Daniel Richter, 'Voyage, voyage'

© Jochen Littkemann
'Sans-titre', 2012
Libre

« Voyage, voyage. » Spéciale dédicace au tube pop de Desireless, fardé du kitsch des années 1980. On est prévenus : ici, l’ironie et les contresens viennent se tapir jusque dans le titre de l’exposition. Car le seul « voyage » auquel nous invite en réalité la galerie Thaddaeus Ropac nous conduit vers l’impasse. Celle de la peinture de Daniel Richter, illisible, infranchissable et pétrie de pièges.

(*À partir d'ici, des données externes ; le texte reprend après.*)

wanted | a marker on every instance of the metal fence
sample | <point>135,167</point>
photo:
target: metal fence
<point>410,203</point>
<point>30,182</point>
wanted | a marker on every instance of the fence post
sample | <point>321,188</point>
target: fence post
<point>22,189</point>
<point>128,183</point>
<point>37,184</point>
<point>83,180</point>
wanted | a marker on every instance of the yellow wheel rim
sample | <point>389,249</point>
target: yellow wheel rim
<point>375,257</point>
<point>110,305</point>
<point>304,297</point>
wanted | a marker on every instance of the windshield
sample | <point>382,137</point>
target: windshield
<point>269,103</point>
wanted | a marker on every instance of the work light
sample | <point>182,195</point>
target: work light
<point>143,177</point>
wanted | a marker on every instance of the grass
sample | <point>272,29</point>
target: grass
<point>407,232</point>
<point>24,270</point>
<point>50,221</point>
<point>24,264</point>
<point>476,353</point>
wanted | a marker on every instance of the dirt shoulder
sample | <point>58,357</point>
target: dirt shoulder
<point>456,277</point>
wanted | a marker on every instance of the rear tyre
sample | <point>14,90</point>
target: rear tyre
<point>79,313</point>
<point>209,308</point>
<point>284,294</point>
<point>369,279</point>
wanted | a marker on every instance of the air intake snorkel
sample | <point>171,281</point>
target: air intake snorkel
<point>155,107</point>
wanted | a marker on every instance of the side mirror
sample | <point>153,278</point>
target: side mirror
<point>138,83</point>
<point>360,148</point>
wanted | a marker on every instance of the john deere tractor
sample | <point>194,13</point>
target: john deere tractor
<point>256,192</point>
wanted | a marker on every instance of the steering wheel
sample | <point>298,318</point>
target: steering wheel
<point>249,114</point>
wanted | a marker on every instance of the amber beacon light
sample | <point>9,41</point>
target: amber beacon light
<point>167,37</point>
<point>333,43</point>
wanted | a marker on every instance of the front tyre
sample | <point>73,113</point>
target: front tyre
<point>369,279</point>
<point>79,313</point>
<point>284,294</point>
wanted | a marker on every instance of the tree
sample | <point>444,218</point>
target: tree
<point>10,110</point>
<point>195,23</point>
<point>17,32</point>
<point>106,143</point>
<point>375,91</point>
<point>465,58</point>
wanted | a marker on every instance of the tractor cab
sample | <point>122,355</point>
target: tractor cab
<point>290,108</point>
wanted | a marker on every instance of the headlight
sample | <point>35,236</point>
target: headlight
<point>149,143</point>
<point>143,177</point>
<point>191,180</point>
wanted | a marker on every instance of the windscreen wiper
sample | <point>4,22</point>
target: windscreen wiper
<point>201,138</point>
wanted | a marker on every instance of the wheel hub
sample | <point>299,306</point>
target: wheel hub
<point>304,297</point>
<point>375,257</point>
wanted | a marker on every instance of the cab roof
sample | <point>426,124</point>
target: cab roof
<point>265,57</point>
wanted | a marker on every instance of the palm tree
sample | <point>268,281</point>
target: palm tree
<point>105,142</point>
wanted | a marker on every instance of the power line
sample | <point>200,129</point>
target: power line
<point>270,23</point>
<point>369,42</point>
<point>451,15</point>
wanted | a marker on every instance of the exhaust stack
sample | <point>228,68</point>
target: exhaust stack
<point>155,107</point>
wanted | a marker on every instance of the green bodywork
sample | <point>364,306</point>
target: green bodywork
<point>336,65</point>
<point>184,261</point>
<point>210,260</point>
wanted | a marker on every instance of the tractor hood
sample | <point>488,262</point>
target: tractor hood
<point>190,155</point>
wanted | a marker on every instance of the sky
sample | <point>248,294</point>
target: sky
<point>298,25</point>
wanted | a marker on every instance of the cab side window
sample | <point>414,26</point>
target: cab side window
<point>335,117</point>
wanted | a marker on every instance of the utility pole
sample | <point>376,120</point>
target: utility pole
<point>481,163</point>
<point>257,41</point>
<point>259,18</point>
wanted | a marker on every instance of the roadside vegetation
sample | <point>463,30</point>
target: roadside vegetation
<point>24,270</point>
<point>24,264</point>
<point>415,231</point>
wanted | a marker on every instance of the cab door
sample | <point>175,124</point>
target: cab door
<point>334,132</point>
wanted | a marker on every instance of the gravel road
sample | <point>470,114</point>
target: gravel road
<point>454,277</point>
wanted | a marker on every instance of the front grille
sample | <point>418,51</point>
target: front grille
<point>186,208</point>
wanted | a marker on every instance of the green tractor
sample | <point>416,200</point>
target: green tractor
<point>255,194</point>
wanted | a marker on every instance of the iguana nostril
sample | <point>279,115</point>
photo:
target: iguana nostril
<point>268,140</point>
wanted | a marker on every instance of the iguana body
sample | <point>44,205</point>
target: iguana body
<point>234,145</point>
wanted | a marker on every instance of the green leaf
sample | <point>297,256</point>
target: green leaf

Héritier insoumis des avant-gardes européennes, l’Allemand usurpe les grands courants de l’histoire de la peinture sans pour autant s’y inscrire. Du romantisme allemand, Richter (pas de lien de parenté avec Gerhard, exposé à Beaubourg) a hérité du spleen, des silhouettes esseulées face à la nature, des personnages noyés, comme ceux de Caspar David Friedrich, dans des immensités abyssales. Des expressionnistes, il a conservé les couleurs vives et le trait acéré ; des symbolistes, ces bleus profonds, embués de mysticisme, qui viennent se battre contre l’agressivité de tons chauds. Depuis qu’il s’est converti à la figuration, cet ancien partisan de l’abstrait déforme, à la manière de Schiele ou de Klimt, sèchement les corps humains ; sa peinture, comme la leur, penche davantage vers une forme de graphisme au pinceau que vers la superposition, classique, de couches d’huile. A cela s’ajoutent quelques éclaboussures fluo style graffiti et des aplats expressifs, empruntés à la bande dessinée, pour épicer le tout. Au point que la peinture de Daniel Richter n’en est plus vraiment : son art relève plutôt du dessin, de l’expérience chromatique, de l’étude de la lumière. Il reprend les codes de l’histoire de l’art pour mieux nous dérouter, raconter des histoires amputées de leurs narrations, et tracer des traits épais sur des fonds abstraits, aux tonalités intenses.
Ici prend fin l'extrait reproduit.